Wednesday, July 8, 2009
Abe Lincoln did WHAT???
"Lincoln ordered the Chief Justice of the United States arrested."
Of course, Lincoln did no such thing to Chief Justice Roger Taney. Buchanan's assertion sent me scurrying to my bookshelf to peruse James Simon's book Lincoln and Chief Justice Taney (2006) and the chapter on the Civil War era in Geoffrey Stone's Perilous Times: Free Speech in Wartime (2004). I had to double check, just to be one hundred percent certain that in my reading of these two books and everything else I've ever looked at on the legal history of our country, I hadn't missed something as memorable as a President having the Chief Justice of the Supreme Court arrested.
Taney remained a free man during the portion of Lincoln's administration he was fortunate enough to live in. (He died on October 12, 1864 at the age of 87, Simon p. 265). Lincoln didn't arrest Taney. He probably thought about it, but then again Pat Buchanan has probably on occasion thought, "What the hell am I doing on MSNBC?"
Sunday, July 5, 2009
Choosing satisfaction over immortality
But some websites obviously are careful in what they publish and have some weight of authority standing behind them. I think "The New Georgia Encyclopedia" (NGE) is such a website; it has the University of Georgia, the Georgia Humanities Council, and others in charge of its content.
I mention this because I want to give a striking example of something I learned from the NGE that really took me aback, because I'd never seen this anywhere else. Before I tell you what it is, let me give you the facts as I learned them from good old fashioned books. Carol Berkin in A Brilliant Solution: Inventing the American Constitution (2002) says of William Pierce, a Georgia delegate to the Constitutional Convention, that "He left the convention early to attend to a business crisis" (p. 261).

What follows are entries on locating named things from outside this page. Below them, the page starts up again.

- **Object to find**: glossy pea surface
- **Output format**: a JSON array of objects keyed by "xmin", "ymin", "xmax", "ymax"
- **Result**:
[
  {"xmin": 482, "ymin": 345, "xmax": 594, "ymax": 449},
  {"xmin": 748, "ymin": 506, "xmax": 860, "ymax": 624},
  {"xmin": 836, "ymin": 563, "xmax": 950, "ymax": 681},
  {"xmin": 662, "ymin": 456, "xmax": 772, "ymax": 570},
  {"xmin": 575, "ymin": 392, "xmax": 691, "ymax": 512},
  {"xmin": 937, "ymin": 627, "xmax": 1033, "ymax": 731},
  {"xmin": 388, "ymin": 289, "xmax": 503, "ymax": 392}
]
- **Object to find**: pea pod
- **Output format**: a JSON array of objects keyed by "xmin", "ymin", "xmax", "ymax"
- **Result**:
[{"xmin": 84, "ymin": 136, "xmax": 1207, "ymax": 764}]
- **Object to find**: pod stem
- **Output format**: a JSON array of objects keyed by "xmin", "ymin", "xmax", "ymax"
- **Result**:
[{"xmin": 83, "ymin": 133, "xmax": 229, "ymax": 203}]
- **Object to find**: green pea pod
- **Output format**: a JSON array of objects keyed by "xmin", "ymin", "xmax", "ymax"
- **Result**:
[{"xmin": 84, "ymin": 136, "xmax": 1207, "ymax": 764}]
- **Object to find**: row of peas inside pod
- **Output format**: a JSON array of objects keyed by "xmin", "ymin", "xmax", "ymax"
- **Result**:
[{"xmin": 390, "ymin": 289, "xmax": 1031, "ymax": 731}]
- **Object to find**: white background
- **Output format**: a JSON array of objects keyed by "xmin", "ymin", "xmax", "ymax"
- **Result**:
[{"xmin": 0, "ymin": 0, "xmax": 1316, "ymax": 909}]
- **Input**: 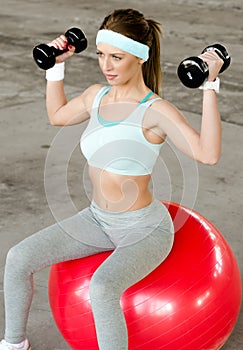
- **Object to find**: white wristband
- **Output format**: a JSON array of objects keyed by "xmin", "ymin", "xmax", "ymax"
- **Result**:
[
  {"xmin": 199, "ymin": 78, "xmax": 220, "ymax": 94},
  {"xmin": 46, "ymin": 62, "xmax": 65, "ymax": 81}
]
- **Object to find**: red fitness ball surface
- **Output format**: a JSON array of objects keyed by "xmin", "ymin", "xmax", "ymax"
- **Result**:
[{"xmin": 49, "ymin": 202, "xmax": 242, "ymax": 350}]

As a comparison, I checked two other books about the Constitutional Convention that, like Berkin's volume, are what I'd call "popular" accounts of the event. Catherine Drinker Bowen, in Miracle at Philadelphia (1966) and the Collier brothers in Decision in Philadelphia (1986), say something quite different, that Pierce left the convention to attend meetings of the Confederation Congress in New York City (Bowen p. 22, Colliers p. 168).

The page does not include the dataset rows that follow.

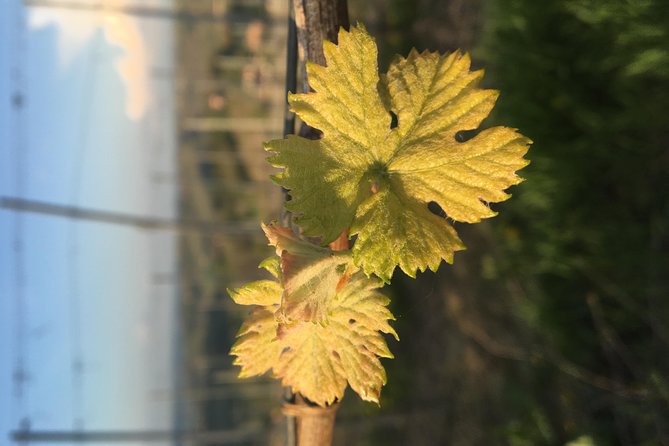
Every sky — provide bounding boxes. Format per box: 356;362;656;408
0;0;178;444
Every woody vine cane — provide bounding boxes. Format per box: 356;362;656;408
230;2;530;445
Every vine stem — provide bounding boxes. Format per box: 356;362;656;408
283;0;349;446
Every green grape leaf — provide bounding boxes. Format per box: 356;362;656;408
262;223;354;323
230;235;397;406
265;26;531;281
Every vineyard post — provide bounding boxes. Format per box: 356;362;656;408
282;0;349;446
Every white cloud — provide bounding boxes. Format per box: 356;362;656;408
29;7;151;120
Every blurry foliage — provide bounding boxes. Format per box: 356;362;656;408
483;0;669;445
335;0;669;446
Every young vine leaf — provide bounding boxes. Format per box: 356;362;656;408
265;25;531;282
229;225;397;406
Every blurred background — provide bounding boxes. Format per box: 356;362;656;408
0;0;669;446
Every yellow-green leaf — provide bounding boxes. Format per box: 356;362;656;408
230;260;397;406
265;27;530;281
262;223;353;323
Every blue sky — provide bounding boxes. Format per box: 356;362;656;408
0;0;178;444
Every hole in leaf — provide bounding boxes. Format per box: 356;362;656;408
427;201;448;218
390;111;397;129
455;129;479;142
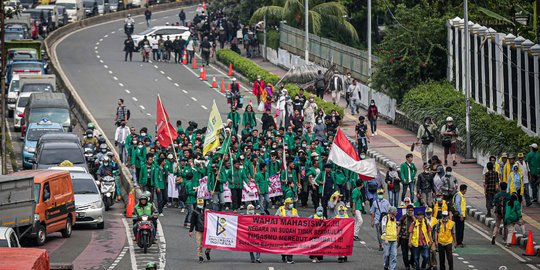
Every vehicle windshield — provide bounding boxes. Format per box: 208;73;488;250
34;184;41;203
38;148;85;165
71;178;99;194
11;62;42;72
56;2;76;9
26;128;64;141
28;108;69;124
21;83;52;93
17;96;30;108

Then I looked in two books about the making of the Constitution that are far more technical--Jack Rakove's Original Meaning: Politics and Ideas in the Making of the Constitution (1996) and Forrest McDonald's Novus Ordo Seclorum : The Intellectual Origins of the Constitution (1985). (With a title like that, McDonald's book had better be technical!) Rakove doesn't mention Pierce's departure, but McDonald agrees with Berkin that Pierce left to attend to personal business, adding that the business was in New York City (p. 235).
And now here is the version of what happened from the NGE:
"Although he agreed with the end result of the proceedings, Pierce did not sign the U.S. Constitution, having left the convention at the end of June to attend to 'a piece of business so necessary that it became unavoidable.' The business was a duel with merchant John Auldjo, after tempers flared over mishandled 'mercantile dealings.' Auldjo's second, Alexander Hamilton, intervened and prevented the contest."
Wow. I think we can all agree this little tidbit is a lot more interesting than just saying "Pierce left to attend to business." You've got a duel brewing that apparently would have occurred were it not for the intervention of a far more well-known convention delegate, who later would himself be killed in what surely ranks as the most famous duel ever carried out on American soil.
In technical works like Rakove's and McDonald's, it probably wouldn't be appropriate to mention Pierce's appointment (as they used to call duels) since it doesn't have anything to do with the debate over the Constitution. But next time somebody writes a popular account of the big event of 1787, don't you think he or she would want to prick the reader's interest by devoting a paragraph to the remarkable circumstances of somebody actually leaving the convention to participate in a duel?